We started by recognizing that one cycle completes in 30 degrees. This means we are fitting 6 cycles into the normal 180 degrees that a cotangent cycles in. So our “B” value is 6. Next we made a mistake. We “forgot” that the parent cotangent has asymptotes at 0 plus or minus 180n degrees so we thought the horizontal translation was 6 degrees to the right.

We mistakenly used the parent tangent function and thought of our asymptotes as centered around the origin.

Had we correctly remembered that parent cotangent asymptotes start at 0 we would have seen that the horizontal shift is actually 9 degrees to the left. This makes our D value -9.
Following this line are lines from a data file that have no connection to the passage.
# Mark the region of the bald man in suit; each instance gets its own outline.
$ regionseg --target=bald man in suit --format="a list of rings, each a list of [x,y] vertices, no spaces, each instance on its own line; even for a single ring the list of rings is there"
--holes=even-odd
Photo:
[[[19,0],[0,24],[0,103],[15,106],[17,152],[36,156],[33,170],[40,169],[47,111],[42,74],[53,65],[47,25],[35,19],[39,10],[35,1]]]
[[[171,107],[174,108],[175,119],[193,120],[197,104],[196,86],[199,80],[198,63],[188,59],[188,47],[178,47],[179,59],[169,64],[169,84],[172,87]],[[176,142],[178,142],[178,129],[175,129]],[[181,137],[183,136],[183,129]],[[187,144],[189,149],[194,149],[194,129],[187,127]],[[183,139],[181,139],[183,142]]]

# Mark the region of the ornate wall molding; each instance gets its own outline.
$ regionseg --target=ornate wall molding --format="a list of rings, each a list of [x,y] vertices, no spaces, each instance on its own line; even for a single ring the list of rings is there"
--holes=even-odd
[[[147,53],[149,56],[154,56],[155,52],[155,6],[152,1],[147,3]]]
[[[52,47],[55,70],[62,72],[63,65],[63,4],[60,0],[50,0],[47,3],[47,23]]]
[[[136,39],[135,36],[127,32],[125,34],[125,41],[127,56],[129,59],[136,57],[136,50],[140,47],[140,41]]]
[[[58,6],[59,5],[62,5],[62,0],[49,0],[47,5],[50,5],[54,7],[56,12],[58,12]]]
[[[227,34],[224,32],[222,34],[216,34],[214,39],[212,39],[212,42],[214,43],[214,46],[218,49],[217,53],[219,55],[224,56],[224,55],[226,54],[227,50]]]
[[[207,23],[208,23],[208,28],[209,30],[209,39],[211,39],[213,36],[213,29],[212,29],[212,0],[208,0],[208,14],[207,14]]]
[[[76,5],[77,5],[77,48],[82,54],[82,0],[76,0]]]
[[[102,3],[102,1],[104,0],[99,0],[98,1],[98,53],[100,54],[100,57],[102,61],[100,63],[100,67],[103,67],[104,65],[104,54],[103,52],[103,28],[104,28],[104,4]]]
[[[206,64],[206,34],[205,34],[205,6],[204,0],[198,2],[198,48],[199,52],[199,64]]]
Next we noted that the “mid-line” (although it isn’t really a mid-line right?) is at -1. So our C value is -1. Lastly, since one quarter of the way through the cycle (where sine and cosine are equal) we find the y value two units away from the “mid-line”. In the parent cotangent (and tangent) we are one unit away from the “mid-line” so we must have stretched by a factor of 2, making our A value 2. Note that three quarters of the way through the cycle (where sine and cosine are opposites) we are also 2 units from the “mid-line”.

Putting this all together makes our equation y = -1 + 2cot 6(x+9). Remember that typing this equation into a computer or grapher requires the non-factored form:
y = -1 + 2cot (6x+54). We like a the factored form because the 9 is more meaningful than the 54 – yeah?

Your final challenge is to write an equation for this function in terms of tangent.